Le respondo que no lo he probado nunca.
—Si tienes ocasión, pídele a mi hermano que te enseñe. Es muy bueno —dice Ôshima—. Y, si lo ves, ya te darás cuenta, pero no se parece en nada a mí. Él es corpulento, callado, poco sociable, está muy bronceado, le gusta la cerveza, no distingue a Schubert de Wagner. Pero nos llevamos muy bien.
Avanzamos por el camino de montaña, cruzamos un bosque tras otro y al fin llegamos a nuestro destino. Ôshima detiene el coche, se apea dejando el motor encendido, abre el candado de una especie de valla metálica, la empuja y abre. Luego se adentra con el coche en el terreno vallado y, durante un tiempo, sigue por el camino pedregoso. Poco después aparece ante nuestros ojos un pequeño claro. El camino muere allí. Ôshima detiene el coche y, todavía sentado en su asiento, exhala un profundo suspiro, se echa el flequillo para atrás con ambas manos, luego da la vuelta a la llave y apaga el motor. Echa el freno de mano.
Al detenerse el motor nos invade un pesado silencio. El ventilador de refrigeración gira y el motor, recalentado por el prolongado esfuerzo, se contrae expuesto al aire externo. Un ligero vaho blanco flota sobre el capó. Al parecer, un riachuelo fluye por las cercanías: me llega el murmullo del agua. El viento sopla a ráfagas sobre mi cabeza con un silbido simbólico. Abro la portezuela del coche y me apeo. El aire frío se concentra a rachas aquí y allá. Me subo hasta arriba la cremallera de la chaqueta que llevo sobre la camiseta.

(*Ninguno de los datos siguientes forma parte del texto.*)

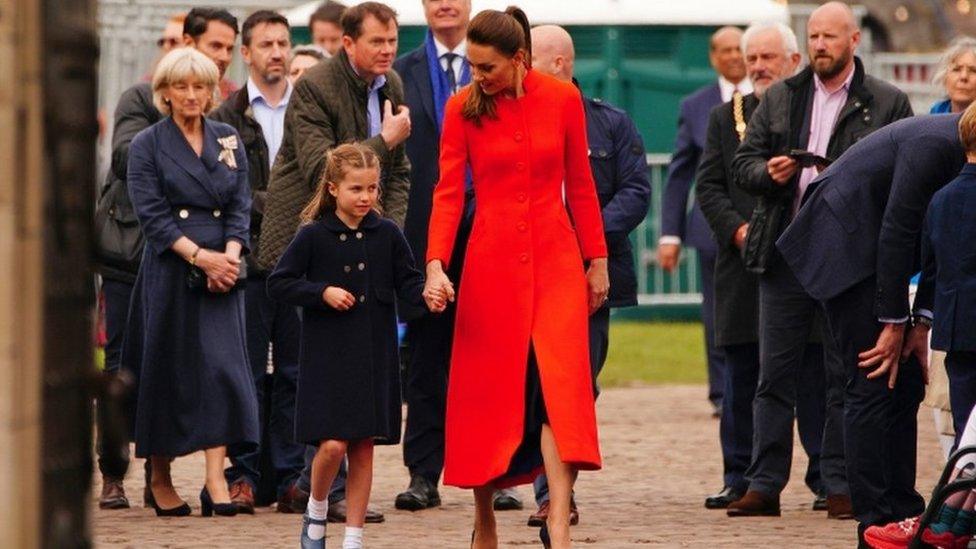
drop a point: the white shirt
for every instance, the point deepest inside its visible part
(271, 119)
(461, 50)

Tengo ante mis ojos un edificio pequeño. Parece una cabaña, pero está demasiado oscuro para que pueda apreciar bien los detalles. Sólo los contornos, que se recortan contra el bosque a sus espaldas. Ôshima, que ha dejado los faros del coche encendidos, avanza despacio con una pequeña linterna en la mano, sube los peldaños del porche, saca una llave del bolsillo y abre la puerta. Entra, raspa una cerilla, enciende una lámpara. De pie en el porche que antecede la puerta levanta la lámpara y dice:
—Bienvenido a mi casa.
Su figura me recuerda una ilustración de algún cuento antiguo.
Subo los peldaños del porche, entro en el edificio. Ôshima enciende una lámpara grande que cuelga del techo.
El edificio se compone de una sola habitación, grande como una caja. En un rincón hay una cama pequeña. Una mesa para comer y sillas de madera. Un sofá desvencijado. Una alfombra fatalmente decolorada por el sol. Un conjunto de muebles desechados, al parecer, de varios hogares y reunidos al azar. Hay una librería hecha con recias tablas de madera puestas sobre ladrillos y un montón de libros alineados en sus estantes. Los lomos de todos los libros se ven viejos, gastados tras múltiples lecturas. Hay un armario ropero de líneas anticuadas. Una cocina sencilla. Un mostrador y una cocina pequeña de gas, un fregadero sin grifo. En su lugar, un depósito de aluminio. En la alacena se alinean las ollas y una tetera. De la pared cuelga una sartén. En el centro de la habitación se yergue una estufa de hierro para quemar leña.